Dahası: Ayetin üç kitapta yer alanı da kutsaldır, korunasıdır.
VARLIK BİR AYETLER BÜTÜNÜDÜR
Varlık ve oluşun tamamını ayet gören Kur'an varlık ve oluşun tamamını mucize sayıyor demektir.
Kur'an'a göre, hayatın tümü bir mucizedir.
Bu mucizenin hayranlık verici görünümü arkasındaki evrensel şuuru ve yaratıcı gücü fark edebilmek hiçbir ayrım yapmadan bütün ayetleri tetkik etmeye bağlı bulunuyor. Ayetler arasında ayırım yapmak, gerçeğin yakalanmasını engeller veya insanın yanlış, eksik bilgilere teslim olmasına yol açar.
Her şey ayettir.
Kur'an'ın ifadelerini kullanırsak, tanrısal vahiyler, peygamberler, gökler, yeryüzü, gece, gündüz, diller, renkler, tarihsel kalıntılar, böcekler, fosiller, gözyaşı, keder, sevinç, rüzgâr, yağmur, doğum, ölüm, sevgi, nefret vs. hep ayettir ve hepsinin incelenmesi insanın görevidir.
Evren sonsuz değildir ama sınırlı da değildir.
Evrenin bir sonu vardır ama bu son gelinceye kadar genişleme devam etmektedir. Kur’an’ın şöyle diyor:
“Allah, yaratışta dilediğini artırır” (Fâtır, 1)
“Biz bir ayeti silip yok ettiğimizde veya onu unutturduğumuzda yerine ondan daha iyisini yahut onun bir benzerini mutlaka getiririz.” (Bakara, 106)
Bir ayetler topluluğu olan varlık ve oluş, insan tarafından incelenmeli, ayetlerin taşıdığı sırlar ortaya çıkarılmalıdır. İnsanın görevi de budur, varoluş nedeni de...Kur’an’ın insandan istediği temel faaliyet işte bu ayetlerin incelenmesi faaliyetidir.
Hem insana hizmet hem Allah’a ibadet ve hem de yeryüzünün mamur ve mutlu hale getirilmesi ayetlerin gereğince incelenmesiyle gerçekleşecektir.
Ayetlerin incelenmesinde bu işe özgü özel bir bilgiden değil, tüm bilgi imkânlarından yararlanmamız istenmektedir. (Ayetler, Meier ve semiology hakkında bk. Grondin; Introduction to the Philosophical Hermeneutics, 55-57)

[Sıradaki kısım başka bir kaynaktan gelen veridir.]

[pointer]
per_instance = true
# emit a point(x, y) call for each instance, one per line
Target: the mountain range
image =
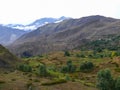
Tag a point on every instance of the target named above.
point(10, 32)
point(65, 35)
point(8, 35)
point(37, 23)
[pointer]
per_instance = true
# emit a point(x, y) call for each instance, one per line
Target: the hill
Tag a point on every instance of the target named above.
point(66, 35)
point(8, 35)
point(7, 59)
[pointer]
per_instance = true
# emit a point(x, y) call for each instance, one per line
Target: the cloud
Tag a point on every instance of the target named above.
point(26, 11)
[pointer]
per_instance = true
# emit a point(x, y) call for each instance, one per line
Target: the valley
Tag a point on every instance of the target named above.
point(74, 54)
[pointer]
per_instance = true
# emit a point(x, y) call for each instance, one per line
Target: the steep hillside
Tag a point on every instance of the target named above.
point(8, 35)
point(7, 59)
point(67, 34)
point(37, 23)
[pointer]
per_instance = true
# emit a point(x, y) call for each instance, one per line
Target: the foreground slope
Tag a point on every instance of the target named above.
point(65, 35)
point(7, 59)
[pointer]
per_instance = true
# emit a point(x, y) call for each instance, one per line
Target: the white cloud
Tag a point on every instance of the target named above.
point(25, 11)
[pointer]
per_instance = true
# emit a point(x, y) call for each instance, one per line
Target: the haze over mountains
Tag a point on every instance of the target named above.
point(37, 23)
point(10, 32)
point(66, 35)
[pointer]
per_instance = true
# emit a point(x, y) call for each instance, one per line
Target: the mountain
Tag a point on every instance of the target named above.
point(38, 23)
point(8, 35)
point(65, 35)
point(7, 59)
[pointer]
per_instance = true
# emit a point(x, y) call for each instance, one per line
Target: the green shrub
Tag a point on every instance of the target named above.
point(117, 84)
point(55, 82)
point(66, 53)
point(105, 80)
point(24, 68)
point(42, 70)
point(86, 66)
point(69, 68)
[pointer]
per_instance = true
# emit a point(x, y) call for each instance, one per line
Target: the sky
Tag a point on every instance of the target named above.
point(27, 11)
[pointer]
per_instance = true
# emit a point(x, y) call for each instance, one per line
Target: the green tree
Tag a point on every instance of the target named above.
point(117, 84)
point(86, 66)
point(24, 68)
point(105, 80)
point(69, 68)
point(66, 53)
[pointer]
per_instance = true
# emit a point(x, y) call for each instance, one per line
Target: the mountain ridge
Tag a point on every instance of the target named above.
point(65, 35)
point(37, 23)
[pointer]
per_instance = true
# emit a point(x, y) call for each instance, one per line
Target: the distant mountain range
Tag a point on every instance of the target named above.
point(8, 35)
point(38, 23)
point(10, 32)
point(65, 35)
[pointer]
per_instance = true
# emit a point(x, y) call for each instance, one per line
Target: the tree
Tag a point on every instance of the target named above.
point(105, 80)
point(86, 66)
point(24, 68)
point(42, 71)
point(117, 84)
point(69, 68)
point(66, 53)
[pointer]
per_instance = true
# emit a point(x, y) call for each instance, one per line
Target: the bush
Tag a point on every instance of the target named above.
point(42, 71)
point(69, 68)
point(86, 66)
point(24, 68)
point(55, 82)
point(66, 53)
point(105, 80)
point(117, 84)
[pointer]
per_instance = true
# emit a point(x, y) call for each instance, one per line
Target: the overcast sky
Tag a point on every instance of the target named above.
point(26, 11)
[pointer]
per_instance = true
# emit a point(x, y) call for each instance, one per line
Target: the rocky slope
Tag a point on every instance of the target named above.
point(68, 34)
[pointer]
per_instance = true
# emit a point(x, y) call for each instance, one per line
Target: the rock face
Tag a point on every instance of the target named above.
point(68, 34)
point(7, 59)
point(8, 35)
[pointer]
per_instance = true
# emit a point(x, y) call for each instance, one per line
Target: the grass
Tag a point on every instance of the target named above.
point(57, 80)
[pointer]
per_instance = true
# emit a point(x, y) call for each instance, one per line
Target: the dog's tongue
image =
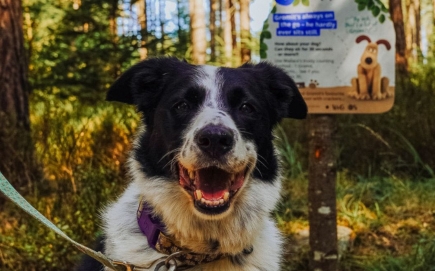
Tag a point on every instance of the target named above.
point(213, 182)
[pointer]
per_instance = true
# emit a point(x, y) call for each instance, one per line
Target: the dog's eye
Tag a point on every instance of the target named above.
point(247, 108)
point(181, 107)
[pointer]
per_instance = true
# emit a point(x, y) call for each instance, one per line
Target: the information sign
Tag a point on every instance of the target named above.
point(339, 52)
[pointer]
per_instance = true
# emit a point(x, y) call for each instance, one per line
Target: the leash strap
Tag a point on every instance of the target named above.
point(13, 195)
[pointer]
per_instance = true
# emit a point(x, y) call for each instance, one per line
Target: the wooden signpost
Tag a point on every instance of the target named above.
point(341, 55)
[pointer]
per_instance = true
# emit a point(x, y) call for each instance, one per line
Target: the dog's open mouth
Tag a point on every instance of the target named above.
point(211, 188)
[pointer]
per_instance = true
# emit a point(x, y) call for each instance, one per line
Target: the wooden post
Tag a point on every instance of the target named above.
point(321, 193)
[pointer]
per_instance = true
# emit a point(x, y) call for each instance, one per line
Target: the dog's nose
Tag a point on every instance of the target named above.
point(215, 140)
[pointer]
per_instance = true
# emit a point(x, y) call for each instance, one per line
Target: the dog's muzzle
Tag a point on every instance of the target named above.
point(215, 140)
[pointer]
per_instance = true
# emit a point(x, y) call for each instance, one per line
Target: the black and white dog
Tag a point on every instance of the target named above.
point(204, 172)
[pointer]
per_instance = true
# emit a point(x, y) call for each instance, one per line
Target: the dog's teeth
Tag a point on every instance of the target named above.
point(226, 196)
point(191, 174)
point(198, 194)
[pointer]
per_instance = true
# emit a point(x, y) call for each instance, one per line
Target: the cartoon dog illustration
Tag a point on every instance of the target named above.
point(369, 84)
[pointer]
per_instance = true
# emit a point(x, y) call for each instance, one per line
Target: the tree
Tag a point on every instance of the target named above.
point(397, 17)
point(228, 40)
point(142, 20)
point(197, 31)
point(213, 9)
point(245, 33)
point(15, 143)
point(322, 213)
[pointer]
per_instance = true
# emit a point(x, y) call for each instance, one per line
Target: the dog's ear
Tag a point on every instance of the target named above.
point(384, 42)
point(362, 38)
point(286, 98)
point(141, 84)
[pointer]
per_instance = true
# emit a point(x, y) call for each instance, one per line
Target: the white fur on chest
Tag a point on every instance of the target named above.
point(248, 225)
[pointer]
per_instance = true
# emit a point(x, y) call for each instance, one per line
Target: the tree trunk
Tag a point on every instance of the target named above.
point(228, 41)
point(197, 31)
point(245, 31)
point(16, 150)
point(322, 212)
point(412, 30)
point(162, 26)
point(113, 30)
point(141, 7)
point(233, 11)
point(396, 13)
point(213, 10)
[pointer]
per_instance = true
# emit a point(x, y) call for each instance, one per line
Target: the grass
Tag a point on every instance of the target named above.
point(385, 183)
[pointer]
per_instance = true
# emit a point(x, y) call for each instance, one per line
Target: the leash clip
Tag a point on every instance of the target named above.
point(127, 266)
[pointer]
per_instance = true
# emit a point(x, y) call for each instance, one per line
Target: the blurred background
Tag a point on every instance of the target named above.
point(63, 147)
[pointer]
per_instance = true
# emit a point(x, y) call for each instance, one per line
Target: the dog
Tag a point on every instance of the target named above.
point(204, 173)
point(369, 84)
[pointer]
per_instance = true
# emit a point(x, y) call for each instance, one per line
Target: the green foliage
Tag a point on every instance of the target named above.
point(377, 8)
point(81, 148)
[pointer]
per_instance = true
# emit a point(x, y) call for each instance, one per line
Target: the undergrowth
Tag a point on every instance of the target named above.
point(384, 189)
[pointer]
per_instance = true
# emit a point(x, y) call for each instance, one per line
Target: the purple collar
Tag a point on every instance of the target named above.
point(149, 224)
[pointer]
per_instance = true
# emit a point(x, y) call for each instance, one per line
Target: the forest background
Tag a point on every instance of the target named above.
point(64, 148)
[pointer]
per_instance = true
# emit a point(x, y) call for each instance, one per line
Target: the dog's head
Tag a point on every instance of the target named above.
point(208, 129)
point(369, 58)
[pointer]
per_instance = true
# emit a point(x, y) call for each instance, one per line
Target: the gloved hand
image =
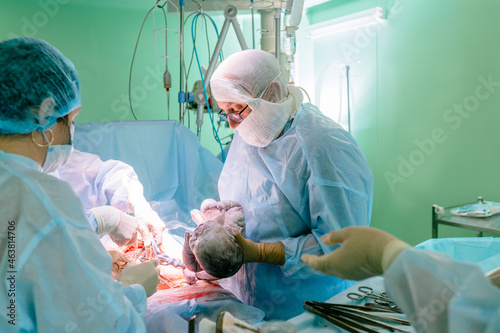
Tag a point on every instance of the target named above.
point(144, 274)
point(364, 252)
point(268, 253)
point(121, 227)
point(118, 259)
point(150, 224)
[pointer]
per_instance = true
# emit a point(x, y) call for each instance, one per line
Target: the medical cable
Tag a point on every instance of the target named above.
point(167, 77)
point(133, 58)
point(203, 82)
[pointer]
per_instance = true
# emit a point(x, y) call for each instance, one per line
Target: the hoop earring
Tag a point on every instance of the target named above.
point(43, 145)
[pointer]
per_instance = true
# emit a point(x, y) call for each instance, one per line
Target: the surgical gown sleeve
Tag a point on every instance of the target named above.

Şunu da unutmayalım ki, Kur’an’ın itham edici temel kavramlarından biri olan ‘küfür’, en çok kullanıldığı anlamlardan biriyle, ‘gerçeği, ayetleri örtme’nin adıdır.
Ayetleri tetkik dışına itmek, onlara sırt dönmek açık bir küfürdür; bunu yapanlar da kâfirdir. Sırt dönülen ayetin Kur’an ayeti olmasıyla madde dünyasına ait olması (örneğin fosiller veya tarih kalıntıları olması) arasında hiçbir fark yoktur.
Kur’an’dan baktığımızda, Küfür, ‘bilimin işlerliğine engel olmak’ anlamında da tanımlanabilir.
O halde, şunu rahatlıkla söyleyebiliriz: Allah’ı, âhireti, namazı, orucu... inkâr nasıl insanı kâfir yaparsa bilimi, düşünceyi, gözlemi, deneyi, tetkik ve tahlili inkâr da aynen öyle kâfir yapar.